Seven defendants were convicted, and all said that the corruption was endemic to the culture and more extensive than the scheme that put them behind bars.
‘It is happening now, it will happen in the future,’ contractor John Williamson said before being sentenced to three months in jail.
‘It is rampant, and it is part of the culture of the agency.’
Prosecutor Samantha Bateman told the court that ‘this is a more pervasive problem in the Virginia Department of Transportation than is known.’
The court heard that officials demanded bribes from snowplow drivers in exchange for work, with one regional manager, Anthony Willie, booking into a hotel during a snow storm and trying to get contractors to send women to his room.

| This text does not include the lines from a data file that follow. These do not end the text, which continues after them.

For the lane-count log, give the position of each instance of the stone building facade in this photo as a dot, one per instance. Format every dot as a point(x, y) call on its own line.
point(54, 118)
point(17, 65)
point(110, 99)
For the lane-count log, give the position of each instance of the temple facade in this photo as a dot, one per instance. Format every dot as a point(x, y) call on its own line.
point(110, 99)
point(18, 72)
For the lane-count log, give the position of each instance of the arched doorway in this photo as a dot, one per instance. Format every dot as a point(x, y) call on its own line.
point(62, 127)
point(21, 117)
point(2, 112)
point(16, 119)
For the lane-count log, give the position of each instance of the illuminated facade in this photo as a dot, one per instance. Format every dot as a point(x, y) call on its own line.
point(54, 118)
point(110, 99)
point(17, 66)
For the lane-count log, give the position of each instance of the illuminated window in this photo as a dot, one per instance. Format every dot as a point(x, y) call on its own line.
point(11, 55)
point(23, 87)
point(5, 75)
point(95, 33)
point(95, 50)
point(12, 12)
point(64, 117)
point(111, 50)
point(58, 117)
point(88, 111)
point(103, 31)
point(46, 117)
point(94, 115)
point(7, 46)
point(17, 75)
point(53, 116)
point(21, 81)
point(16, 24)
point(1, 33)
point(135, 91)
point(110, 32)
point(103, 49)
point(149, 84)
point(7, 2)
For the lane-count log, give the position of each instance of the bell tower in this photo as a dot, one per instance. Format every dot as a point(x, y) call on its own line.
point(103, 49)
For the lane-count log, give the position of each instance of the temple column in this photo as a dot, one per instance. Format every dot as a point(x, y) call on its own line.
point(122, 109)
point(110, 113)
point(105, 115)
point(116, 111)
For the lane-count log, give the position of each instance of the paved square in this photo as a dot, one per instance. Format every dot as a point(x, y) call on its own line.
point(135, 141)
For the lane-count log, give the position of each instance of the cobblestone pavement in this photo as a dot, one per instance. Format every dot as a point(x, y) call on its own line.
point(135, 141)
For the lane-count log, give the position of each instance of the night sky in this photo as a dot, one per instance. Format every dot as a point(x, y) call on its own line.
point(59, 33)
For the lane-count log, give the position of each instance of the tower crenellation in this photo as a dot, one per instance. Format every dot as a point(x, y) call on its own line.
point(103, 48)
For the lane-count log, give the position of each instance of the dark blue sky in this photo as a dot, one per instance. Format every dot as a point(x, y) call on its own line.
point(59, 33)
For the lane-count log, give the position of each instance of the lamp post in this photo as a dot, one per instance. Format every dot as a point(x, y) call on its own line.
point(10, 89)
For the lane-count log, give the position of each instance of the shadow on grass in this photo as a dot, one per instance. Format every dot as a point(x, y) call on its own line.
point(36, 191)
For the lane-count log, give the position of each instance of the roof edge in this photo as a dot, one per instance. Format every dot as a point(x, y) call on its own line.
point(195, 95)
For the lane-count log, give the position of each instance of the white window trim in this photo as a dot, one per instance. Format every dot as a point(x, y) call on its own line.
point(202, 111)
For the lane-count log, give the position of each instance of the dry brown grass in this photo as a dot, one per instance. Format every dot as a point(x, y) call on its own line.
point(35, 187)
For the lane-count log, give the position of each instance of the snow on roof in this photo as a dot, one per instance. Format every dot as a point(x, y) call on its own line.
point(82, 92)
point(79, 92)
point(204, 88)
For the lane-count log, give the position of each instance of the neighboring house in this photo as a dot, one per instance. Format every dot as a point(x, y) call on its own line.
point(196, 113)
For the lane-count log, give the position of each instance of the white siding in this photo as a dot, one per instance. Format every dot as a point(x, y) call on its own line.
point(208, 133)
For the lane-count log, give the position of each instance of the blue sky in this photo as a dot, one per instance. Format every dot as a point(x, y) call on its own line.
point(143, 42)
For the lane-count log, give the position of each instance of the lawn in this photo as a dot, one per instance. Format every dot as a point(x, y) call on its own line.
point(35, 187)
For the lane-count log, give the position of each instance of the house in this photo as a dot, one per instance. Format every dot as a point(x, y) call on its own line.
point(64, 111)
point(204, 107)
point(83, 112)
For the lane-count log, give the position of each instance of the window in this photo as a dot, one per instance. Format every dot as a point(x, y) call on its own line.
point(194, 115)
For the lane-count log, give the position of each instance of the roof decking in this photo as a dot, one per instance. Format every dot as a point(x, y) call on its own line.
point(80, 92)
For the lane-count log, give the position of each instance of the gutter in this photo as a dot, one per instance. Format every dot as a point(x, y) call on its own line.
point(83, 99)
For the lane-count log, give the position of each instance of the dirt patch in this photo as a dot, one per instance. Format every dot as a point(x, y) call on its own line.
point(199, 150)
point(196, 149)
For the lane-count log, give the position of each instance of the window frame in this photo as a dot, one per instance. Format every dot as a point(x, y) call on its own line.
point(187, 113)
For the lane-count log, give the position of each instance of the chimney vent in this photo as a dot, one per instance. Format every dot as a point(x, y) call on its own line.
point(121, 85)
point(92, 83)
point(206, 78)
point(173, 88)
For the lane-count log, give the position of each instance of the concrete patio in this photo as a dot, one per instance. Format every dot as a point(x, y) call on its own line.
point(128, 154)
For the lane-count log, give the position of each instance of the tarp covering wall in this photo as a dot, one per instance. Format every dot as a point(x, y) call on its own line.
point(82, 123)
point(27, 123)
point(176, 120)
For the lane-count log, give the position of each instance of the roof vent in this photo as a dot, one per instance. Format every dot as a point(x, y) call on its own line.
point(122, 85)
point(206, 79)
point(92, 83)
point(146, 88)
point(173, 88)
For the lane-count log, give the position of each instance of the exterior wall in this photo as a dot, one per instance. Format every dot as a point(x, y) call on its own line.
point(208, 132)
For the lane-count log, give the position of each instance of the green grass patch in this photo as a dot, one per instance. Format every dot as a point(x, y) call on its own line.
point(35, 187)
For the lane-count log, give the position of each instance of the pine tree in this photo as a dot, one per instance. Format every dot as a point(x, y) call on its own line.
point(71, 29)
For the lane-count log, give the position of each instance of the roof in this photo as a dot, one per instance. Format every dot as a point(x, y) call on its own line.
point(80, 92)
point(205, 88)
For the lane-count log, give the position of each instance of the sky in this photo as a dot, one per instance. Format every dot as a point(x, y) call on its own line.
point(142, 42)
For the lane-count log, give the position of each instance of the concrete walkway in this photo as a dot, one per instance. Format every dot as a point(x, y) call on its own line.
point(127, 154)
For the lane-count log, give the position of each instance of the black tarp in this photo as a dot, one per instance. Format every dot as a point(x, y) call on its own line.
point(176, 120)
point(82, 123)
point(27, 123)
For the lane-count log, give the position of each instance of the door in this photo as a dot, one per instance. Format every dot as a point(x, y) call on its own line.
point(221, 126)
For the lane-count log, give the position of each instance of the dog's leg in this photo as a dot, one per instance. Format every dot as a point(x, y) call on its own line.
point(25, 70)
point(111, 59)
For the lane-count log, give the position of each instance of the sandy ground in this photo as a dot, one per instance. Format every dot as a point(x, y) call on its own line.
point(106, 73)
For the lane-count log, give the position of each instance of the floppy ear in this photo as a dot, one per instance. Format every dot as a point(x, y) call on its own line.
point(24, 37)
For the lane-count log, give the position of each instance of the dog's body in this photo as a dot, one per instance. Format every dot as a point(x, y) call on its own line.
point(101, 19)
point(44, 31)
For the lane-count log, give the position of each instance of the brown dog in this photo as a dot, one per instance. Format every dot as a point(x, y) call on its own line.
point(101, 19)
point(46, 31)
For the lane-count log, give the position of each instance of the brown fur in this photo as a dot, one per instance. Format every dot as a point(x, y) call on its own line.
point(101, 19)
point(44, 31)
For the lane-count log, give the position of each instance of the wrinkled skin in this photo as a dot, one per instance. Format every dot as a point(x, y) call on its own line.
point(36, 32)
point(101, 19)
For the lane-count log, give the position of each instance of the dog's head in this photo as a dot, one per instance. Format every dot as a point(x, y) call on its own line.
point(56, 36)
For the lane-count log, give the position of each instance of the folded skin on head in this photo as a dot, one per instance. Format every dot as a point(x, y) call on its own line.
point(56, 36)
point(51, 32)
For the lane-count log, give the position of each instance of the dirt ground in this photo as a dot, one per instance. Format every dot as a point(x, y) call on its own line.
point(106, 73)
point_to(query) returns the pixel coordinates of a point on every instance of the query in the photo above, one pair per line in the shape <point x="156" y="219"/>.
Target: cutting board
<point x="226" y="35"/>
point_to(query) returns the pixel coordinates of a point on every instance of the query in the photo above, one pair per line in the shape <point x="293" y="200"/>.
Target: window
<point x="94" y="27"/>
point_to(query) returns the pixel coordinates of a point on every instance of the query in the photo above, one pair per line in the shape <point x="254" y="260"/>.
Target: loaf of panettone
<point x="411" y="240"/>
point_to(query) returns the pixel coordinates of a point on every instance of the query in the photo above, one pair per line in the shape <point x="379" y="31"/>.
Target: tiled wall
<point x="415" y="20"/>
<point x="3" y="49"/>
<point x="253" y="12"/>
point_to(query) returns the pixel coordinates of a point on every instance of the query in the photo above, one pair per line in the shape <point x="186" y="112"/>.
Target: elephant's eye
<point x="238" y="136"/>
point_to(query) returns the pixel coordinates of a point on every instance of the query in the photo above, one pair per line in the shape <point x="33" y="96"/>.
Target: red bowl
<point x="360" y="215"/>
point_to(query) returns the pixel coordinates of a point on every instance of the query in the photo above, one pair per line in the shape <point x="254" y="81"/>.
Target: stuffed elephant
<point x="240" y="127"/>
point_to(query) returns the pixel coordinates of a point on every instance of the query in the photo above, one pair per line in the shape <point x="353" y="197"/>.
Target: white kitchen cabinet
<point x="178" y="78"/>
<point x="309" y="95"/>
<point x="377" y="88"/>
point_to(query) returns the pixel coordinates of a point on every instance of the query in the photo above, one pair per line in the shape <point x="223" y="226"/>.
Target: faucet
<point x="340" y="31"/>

He even tried to get one female snowplow driver to pay him a visit, telling her: ‘Don’t bite the hand that feeds you. Because I do extra for who you’re working for and make sure you are going to get yours.’
Willie, the former superintendent of the Virginia Department of Transportation’s Burke Area Headquarters, was sentenced to seven years in prison for his involvement in a bribery scheme involving the awarding of nearly $11 million in snow removal work over the course of more than five years.
In a tweet liked almost 2,000 times, one woman noted: ‘Given the potentially life-threatening situation on I-95 in Virginia, I’d like to remind you that VA DOT is plagued by corruption.
‘In 2018, seven employees pleaded guilty for their roles in an $11 million bribery scheme related to snow removal contracts.’